Numbers in Ascending or Descending Order

  • Post category:Reading

Topic: Numbers

Mode: Interpretive

Level: Novice

Students will rearrange number cards in ascending and descending order.

Version 1

Instructions to the teacher

This activity could be done with numbers in written form or, if your language uses a different script for numbers, in their numerical form.

Ascending

  1. eight, two, four, six (two, four, six eight)
  2. five, three, seven, nine (three, five, seven, nine)
  3. seven, one, three, five (one, three, five, seven)
  4. six, ten, eight, four (four, six, eight, ten)
  5. twelve, three, nine, six (three, six, nine, twelve)
  6. five, six, four, seven (four, five, six, seven)
  7. six, nine, four, one (one, four, six, nine)
  8. five, ten, eight, two (two, five, eight, ten)

Descending

  1. seven, three, one, five (seven, five, three, one)
  2. nine, six, four, three (nine, six, four, three)
  3. eight, nine, ten, seven (ten, nine, eight, seven)
  4. eight, seven, six, five (eight, seven, six, five)
  5. four, one, two, three (four, three, two, one)
  6. eight, four, two, nine (nine, eight, four, two)
  7. eight, four, two, six (eight, six, four, two)
  8. five, zero, ten, fifteen (fifteen, ten, five, zero)

Version 2

Instruction to the teacher 

1. Write down on separate cards numbers 1-20 in words in the target language. Make more number cards as necessary.
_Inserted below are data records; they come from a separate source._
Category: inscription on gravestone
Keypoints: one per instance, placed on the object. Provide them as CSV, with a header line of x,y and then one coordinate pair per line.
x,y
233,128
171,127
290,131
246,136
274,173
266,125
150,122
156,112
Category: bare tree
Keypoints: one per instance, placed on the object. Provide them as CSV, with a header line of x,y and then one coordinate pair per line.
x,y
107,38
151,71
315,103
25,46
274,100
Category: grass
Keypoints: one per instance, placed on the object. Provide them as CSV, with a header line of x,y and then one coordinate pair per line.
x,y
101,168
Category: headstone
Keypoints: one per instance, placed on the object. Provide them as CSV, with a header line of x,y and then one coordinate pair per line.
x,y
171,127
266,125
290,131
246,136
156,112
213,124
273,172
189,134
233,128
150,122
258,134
2. Scramble the order of the numbers.

3. Give the number cards to students.

4. Ask students to work with table partners and rearrange the number cards in ascending order. Make this into a race to increase the excitement level!
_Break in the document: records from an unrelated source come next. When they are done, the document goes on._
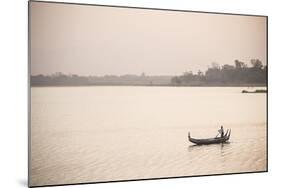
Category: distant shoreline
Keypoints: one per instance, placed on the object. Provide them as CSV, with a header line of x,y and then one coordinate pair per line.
x,y
159,85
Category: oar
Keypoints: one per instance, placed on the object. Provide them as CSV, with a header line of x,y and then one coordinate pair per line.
x,y
217,135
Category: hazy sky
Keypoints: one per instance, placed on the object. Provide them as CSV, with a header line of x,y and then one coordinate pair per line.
x,y
93,40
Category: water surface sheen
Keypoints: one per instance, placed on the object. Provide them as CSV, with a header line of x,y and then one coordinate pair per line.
x,y
106,133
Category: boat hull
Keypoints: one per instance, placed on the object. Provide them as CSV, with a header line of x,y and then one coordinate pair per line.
x,y
217,140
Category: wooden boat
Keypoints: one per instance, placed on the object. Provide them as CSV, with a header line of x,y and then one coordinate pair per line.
x,y
216,140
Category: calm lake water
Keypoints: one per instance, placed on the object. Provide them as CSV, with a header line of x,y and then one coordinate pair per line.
x,y
93,134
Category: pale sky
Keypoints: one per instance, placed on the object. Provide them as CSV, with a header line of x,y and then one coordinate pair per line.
x,y
95,40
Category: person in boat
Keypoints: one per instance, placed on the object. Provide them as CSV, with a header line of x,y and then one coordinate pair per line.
x,y
221,131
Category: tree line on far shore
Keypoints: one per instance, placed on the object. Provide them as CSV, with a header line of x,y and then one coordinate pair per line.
x,y
238,74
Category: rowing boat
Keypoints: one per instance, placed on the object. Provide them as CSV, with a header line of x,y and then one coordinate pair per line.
x,y
215,140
5. Students can reshuffle their cards and do descending order next, or this can be saved for another time.

To make this more challenging, you could remove some of the number cards at random from each set. Keep a stack of blank cards at the front of the room. Students must identify the missing numbers and make cards to fill in the blanks. This would make the race more competitive.